Of course we knew back in late-2013, when Skully first announced its helmet, that there was no way the company was going to hit its delivery promise for 2014, though now the company seems in good stead for its new 2015 promise, with an actual office in SF, a deal with Flextronics to make the augmented reality portion of the helmet, and manufacturing tooled-up.
Our issue with Skully though isn’t that the company has missed its delivery date (that’s nothing new in the land of startup companies), nor that it has taken them this long to acknowledge it (we get it, you’re busy).
Instead, our issue with Skully boils down to transparency and honesty. Making a claim back in 2013 that product would be available to customers in six months is basically a lie when you’re a startup of six people that is working in a shared workspace incubator in San Francisco. Anyone paying attention, should have seen this coming.
Of course the big issue for any helmet manufacturer, and especially when it comes to Skully, is who is making their helmets, because many brands do not make their shells in-house.
When you start looking at helmet brands, you come to realize there are actually only a few companies doing the manufacturing, with many brands operating as a private label. Skully is no different.
Sharing many visual and component similarities with helmets made by LS2, we asked Skully if the Chinese brand was making their company’s helmets, and we got a flat denial.
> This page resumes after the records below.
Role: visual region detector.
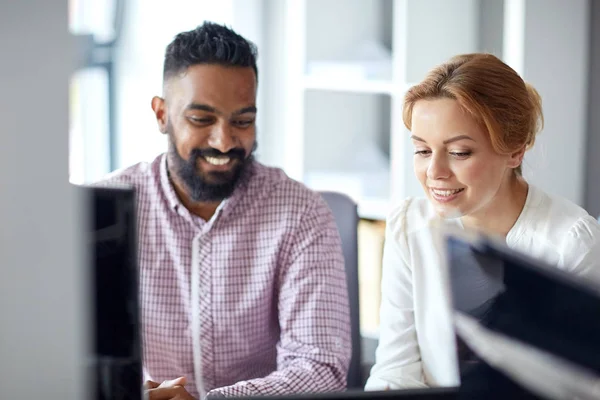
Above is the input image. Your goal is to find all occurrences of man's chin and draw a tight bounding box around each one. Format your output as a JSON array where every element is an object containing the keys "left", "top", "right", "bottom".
[
  {"left": 197, "top": 174, "right": 236, "bottom": 186},
  {"left": 184, "top": 172, "right": 243, "bottom": 202},
  {"left": 180, "top": 157, "right": 252, "bottom": 201},
  {"left": 187, "top": 183, "right": 236, "bottom": 202}
]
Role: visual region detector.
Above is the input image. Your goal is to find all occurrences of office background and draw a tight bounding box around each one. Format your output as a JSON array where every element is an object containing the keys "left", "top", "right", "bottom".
[
  {"left": 1, "top": 0, "right": 599, "bottom": 398},
  {"left": 68, "top": 0, "right": 600, "bottom": 338}
]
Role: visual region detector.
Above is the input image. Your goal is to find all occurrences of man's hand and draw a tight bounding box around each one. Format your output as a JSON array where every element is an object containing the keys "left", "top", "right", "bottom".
[{"left": 144, "top": 376, "right": 196, "bottom": 400}]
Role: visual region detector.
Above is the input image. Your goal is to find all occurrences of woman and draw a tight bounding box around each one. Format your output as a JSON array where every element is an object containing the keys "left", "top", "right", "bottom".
[{"left": 365, "top": 53, "right": 600, "bottom": 390}]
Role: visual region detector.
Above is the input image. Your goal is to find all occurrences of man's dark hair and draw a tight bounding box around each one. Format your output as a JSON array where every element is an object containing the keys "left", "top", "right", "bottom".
[{"left": 163, "top": 21, "right": 258, "bottom": 82}]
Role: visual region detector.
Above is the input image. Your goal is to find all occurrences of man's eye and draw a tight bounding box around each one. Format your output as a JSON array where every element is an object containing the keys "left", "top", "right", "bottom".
[
  {"left": 189, "top": 117, "right": 212, "bottom": 124},
  {"left": 233, "top": 120, "right": 254, "bottom": 127}
]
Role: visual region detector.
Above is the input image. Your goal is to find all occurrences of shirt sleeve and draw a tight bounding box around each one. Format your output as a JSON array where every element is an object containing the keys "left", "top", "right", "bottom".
[
  {"left": 364, "top": 201, "right": 428, "bottom": 390},
  {"left": 207, "top": 195, "right": 351, "bottom": 398}
]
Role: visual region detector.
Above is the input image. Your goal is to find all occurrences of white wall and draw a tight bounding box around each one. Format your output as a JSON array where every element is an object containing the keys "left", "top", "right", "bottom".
[
  {"left": 305, "top": 0, "right": 392, "bottom": 62},
  {"left": 0, "top": 2, "right": 86, "bottom": 398},
  {"left": 404, "top": 0, "right": 478, "bottom": 83},
  {"left": 258, "top": 0, "right": 287, "bottom": 171},
  {"left": 507, "top": 0, "right": 590, "bottom": 205},
  {"left": 478, "top": 0, "right": 504, "bottom": 57},
  {"left": 585, "top": 0, "right": 600, "bottom": 217},
  {"left": 259, "top": 0, "right": 307, "bottom": 177}
]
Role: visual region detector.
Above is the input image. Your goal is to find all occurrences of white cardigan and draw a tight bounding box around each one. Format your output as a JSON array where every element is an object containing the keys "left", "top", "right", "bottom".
[{"left": 365, "top": 185, "right": 600, "bottom": 390}]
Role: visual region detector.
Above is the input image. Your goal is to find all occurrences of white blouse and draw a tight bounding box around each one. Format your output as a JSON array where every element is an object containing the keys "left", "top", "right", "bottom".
[{"left": 365, "top": 184, "right": 600, "bottom": 390}]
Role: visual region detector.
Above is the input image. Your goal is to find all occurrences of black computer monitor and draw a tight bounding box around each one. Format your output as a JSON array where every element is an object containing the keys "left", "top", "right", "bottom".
[
  {"left": 235, "top": 388, "right": 458, "bottom": 400},
  {"left": 446, "top": 232, "right": 600, "bottom": 398},
  {"left": 85, "top": 185, "right": 142, "bottom": 400}
]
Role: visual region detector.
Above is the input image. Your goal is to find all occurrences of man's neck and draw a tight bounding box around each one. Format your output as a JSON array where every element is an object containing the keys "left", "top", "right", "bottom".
[
  {"left": 181, "top": 195, "right": 221, "bottom": 222},
  {"left": 169, "top": 174, "right": 222, "bottom": 222}
]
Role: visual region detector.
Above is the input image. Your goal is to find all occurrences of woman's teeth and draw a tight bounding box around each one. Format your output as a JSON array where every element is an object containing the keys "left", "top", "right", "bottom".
[{"left": 431, "top": 188, "right": 464, "bottom": 197}]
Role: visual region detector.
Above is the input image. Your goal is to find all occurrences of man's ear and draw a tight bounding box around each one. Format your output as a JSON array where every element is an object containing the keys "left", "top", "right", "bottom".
[
  {"left": 508, "top": 147, "right": 526, "bottom": 169},
  {"left": 151, "top": 96, "right": 168, "bottom": 134}
]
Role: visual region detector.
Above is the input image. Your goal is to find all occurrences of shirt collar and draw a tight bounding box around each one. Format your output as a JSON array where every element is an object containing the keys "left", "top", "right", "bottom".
[{"left": 159, "top": 153, "right": 184, "bottom": 212}]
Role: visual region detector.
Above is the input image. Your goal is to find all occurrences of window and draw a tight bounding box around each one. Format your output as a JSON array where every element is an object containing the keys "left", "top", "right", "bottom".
[{"left": 69, "top": 0, "right": 122, "bottom": 183}]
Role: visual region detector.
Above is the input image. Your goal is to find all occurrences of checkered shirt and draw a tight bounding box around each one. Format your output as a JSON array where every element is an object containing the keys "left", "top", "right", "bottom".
[{"left": 98, "top": 153, "right": 351, "bottom": 399}]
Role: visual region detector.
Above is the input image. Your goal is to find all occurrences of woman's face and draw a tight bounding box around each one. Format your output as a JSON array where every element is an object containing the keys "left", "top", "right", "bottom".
[{"left": 410, "top": 98, "right": 522, "bottom": 219}]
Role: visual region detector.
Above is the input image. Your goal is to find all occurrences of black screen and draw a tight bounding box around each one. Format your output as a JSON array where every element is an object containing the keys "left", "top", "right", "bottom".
[
  {"left": 478, "top": 239, "right": 600, "bottom": 374},
  {"left": 447, "top": 235, "right": 600, "bottom": 399},
  {"left": 86, "top": 186, "right": 142, "bottom": 400}
]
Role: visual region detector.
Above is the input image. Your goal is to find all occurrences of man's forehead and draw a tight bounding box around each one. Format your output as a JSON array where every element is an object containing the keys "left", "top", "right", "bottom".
[
  {"left": 165, "top": 65, "right": 256, "bottom": 109},
  {"left": 169, "top": 65, "right": 255, "bottom": 90}
]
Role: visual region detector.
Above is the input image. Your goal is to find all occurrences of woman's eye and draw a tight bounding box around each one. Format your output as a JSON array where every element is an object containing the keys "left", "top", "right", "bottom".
[
  {"left": 414, "top": 150, "right": 431, "bottom": 156},
  {"left": 450, "top": 151, "right": 472, "bottom": 158}
]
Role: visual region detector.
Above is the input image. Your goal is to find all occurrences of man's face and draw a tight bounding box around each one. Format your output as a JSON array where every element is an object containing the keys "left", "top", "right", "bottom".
[{"left": 153, "top": 64, "right": 257, "bottom": 202}]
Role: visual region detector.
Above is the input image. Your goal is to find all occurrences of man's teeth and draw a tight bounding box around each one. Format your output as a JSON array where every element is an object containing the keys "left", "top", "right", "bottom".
[
  {"left": 204, "top": 156, "right": 230, "bottom": 166},
  {"left": 432, "top": 188, "right": 463, "bottom": 197}
]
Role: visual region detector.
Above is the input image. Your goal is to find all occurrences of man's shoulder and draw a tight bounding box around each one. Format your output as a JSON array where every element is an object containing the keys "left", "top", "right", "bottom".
[
  {"left": 94, "top": 155, "right": 163, "bottom": 189},
  {"left": 250, "top": 162, "right": 324, "bottom": 209}
]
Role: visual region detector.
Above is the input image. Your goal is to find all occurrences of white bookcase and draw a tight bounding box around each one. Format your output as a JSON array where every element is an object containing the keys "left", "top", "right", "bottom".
[{"left": 271, "top": 0, "right": 482, "bottom": 220}]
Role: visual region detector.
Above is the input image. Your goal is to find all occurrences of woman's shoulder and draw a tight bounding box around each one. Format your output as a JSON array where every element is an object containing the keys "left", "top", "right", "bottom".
[
  {"left": 523, "top": 186, "right": 600, "bottom": 268},
  {"left": 529, "top": 185, "right": 599, "bottom": 238}
]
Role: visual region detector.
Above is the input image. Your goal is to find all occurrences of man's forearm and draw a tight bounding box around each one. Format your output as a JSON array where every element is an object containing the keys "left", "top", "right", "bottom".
[{"left": 208, "top": 360, "right": 347, "bottom": 398}]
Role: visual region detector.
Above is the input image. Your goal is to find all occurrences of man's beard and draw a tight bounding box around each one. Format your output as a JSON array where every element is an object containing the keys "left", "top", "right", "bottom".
[{"left": 167, "top": 129, "right": 255, "bottom": 202}]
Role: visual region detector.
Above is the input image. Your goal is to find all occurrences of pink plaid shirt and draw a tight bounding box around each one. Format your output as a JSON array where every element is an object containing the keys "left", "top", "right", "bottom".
[{"left": 100, "top": 153, "right": 351, "bottom": 399}]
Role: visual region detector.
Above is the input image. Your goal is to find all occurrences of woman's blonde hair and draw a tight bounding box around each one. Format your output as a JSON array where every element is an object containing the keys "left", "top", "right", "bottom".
[{"left": 402, "top": 53, "right": 544, "bottom": 175}]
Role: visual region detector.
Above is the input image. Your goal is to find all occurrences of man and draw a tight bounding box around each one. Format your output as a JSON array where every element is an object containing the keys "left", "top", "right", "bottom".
[{"left": 99, "top": 22, "right": 351, "bottom": 399}]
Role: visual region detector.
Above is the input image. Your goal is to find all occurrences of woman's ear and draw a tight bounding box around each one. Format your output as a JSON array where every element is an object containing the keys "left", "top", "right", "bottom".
[
  {"left": 151, "top": 96, "right": 168, "bottom": 134},
  {"left": 508, "top": 147, "right": 526, "bottom": 169}
]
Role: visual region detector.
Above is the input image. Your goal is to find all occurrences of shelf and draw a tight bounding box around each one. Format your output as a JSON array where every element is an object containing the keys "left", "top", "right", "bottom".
[
  {"left": 357, "top": 196, "right": 390, "bottom": 221},
  {"left": 304, "top": 172, "right": 390, "bottom": 220},
  {"left": 361, "top": 329, "right": 380, "bottom": 341},
  {"left": 304, "top": 169, "right": 391, "bottom": 221},
  {"left": 303, "top": 75, "right": 396, "bottom": 95},
  {"left": 303, "top": 75, "right": 418, "bottom": 96}
]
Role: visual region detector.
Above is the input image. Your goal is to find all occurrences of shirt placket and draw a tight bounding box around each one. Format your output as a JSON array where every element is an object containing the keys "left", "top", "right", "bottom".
[{"left": 190, "top": 228, "right": 215, "bottom": 398}]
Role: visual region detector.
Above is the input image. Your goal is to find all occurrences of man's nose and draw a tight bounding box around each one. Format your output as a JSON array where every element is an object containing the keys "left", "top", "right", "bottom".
[{"left": 207, "top": 123, "right": 236, "bottom": 154}]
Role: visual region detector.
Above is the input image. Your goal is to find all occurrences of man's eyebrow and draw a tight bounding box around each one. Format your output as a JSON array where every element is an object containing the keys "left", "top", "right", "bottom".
[
  {"left": 232, "top": 106, "right": 257, "bottom": 116},
  {"left": 184, "top": 104, "right": 257, "bottom": 117},
  {"left": 185, "top": 103, "right": 217, "bottom": 113}
]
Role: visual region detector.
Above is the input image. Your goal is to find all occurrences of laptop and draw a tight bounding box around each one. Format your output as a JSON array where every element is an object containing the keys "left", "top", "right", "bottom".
[
  {"left": 444, "top": 229, "right": 600, "bottom": 399},
  {"left": 235, "top": 387, "right": 458, "bottom": 400}
]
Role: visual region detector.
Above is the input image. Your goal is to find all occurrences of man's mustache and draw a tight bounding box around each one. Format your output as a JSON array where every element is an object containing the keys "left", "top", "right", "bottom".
[{"left": 189, "top": 148, "right": 246, "bottom": 161}]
Of course, LS2 is actually made by MHR Helmets, which is owned by the Chinese company Jiangmen Pengcheng Helmets Ltd.
Whether that’s just a game of semantics, or a remarkable coincidence, one can’t say for certain.
One thing we do know is that even in Skully’s own video, it sure doesn’t look like shell manufacturing is coming from an “American manufacturing partner” – a statement by Skully that reads more like fine legalese, and is almost surely meant to mean the electronic portion of the helmet, which is being built by Flextronics.
Comparing the production line scenes in Skully’s own video, to the photos on MHR’s site also makes for some interesting comparisons.
To further compound things, as far as we know no motorcycle journalist has actually been able to use the Skully AR-1 in the wild, an issue that is only compounded further by the fact that Skully chooses to engage the more motorcycling-naive mainstream press, rather than the endemic motorcycle media outlets who actually know a thing or two about helmets.
In the end, this update from Skully is somewhat encouraging, as we want to see more technology come into the helmet space. The unfortunate part is that the video does nothing to help the fundamental issues we, and many others, have with Skully as a team and as a company.
Considering how skeptical and cynical motorcyclists are with their helmets, we would think that disclosing the helmet shell manufacturer and being more forthright and open with customers would be a more beneficial long-term plan for this budding helmet upstart. Time will tell, of course.